# Blank shirt w/ different color thread



## WholesalePrint (Sep 23, 2008)

I'm looing for Shirt one color and thread different color supplier help?


----------



## splathead (Dec 4, 2005)

American Apparel has a couple of options. Hanes use to have one, but i think they discontinued it.


----------



## WholesalePrint (Sep 23, 2008)

WHICH AA cause they are expensive.


----------



## splathead (Dec 4, 2005)

WholesalePrint said:


> WHICH AA cause they are expensive.


Well, you didn't say it had to be cheap. 

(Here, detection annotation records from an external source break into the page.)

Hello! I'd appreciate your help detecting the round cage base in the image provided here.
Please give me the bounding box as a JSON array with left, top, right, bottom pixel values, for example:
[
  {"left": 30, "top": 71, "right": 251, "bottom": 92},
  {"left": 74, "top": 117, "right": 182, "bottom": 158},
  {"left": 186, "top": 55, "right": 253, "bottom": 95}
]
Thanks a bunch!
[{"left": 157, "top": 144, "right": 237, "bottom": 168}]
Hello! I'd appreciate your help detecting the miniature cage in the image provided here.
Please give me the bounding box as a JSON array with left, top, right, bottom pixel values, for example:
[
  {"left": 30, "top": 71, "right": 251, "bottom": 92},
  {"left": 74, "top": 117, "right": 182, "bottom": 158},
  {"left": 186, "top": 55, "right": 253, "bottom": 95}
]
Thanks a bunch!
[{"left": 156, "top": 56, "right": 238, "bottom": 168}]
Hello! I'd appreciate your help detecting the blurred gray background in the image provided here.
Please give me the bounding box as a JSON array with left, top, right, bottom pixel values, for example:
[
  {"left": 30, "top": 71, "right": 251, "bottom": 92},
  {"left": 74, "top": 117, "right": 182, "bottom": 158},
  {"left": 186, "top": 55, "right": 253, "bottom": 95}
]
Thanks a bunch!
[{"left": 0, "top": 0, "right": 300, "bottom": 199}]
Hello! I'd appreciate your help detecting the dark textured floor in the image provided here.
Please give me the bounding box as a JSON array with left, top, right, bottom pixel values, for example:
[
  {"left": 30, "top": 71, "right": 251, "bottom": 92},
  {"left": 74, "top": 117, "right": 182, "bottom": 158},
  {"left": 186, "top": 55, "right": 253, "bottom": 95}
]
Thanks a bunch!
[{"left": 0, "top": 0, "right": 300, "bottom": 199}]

Wholesale AA, don't go by the prices on their website.


----------



## WholesalePrint (Sep 23, 2008)

The problem with AA is that where I'm located I have to have it shipped to me adding cost and most of their stuff is either to thin or polyester blended


----------



## splathead (Dec 4, 2005)

OK, now we are getting somewhere. So we are looking for an inexpensive, heavyweight, non-poly, contrasting stitch tee that has free shipping or can be picked up locally. What else do you need it to be?


----------



## WholesalePrint (Sep 23, 2008)

Were located 15 minutes from NES or bodek so unless they carry it I don't think it will age a 9option. Any ideas Splat?


----------



## kimura-mma (Jul 26, 2008)

Since you have isolated where you need to purchase from, why not check out there websites or catalogs to see if they have what you want. Or better yet, just call them and see if they offer it or can source it for you as a private label program.


----------



## WholesalePrint (Sep 23, 2008)

huh lol Your right a simple phone call should do lol


----------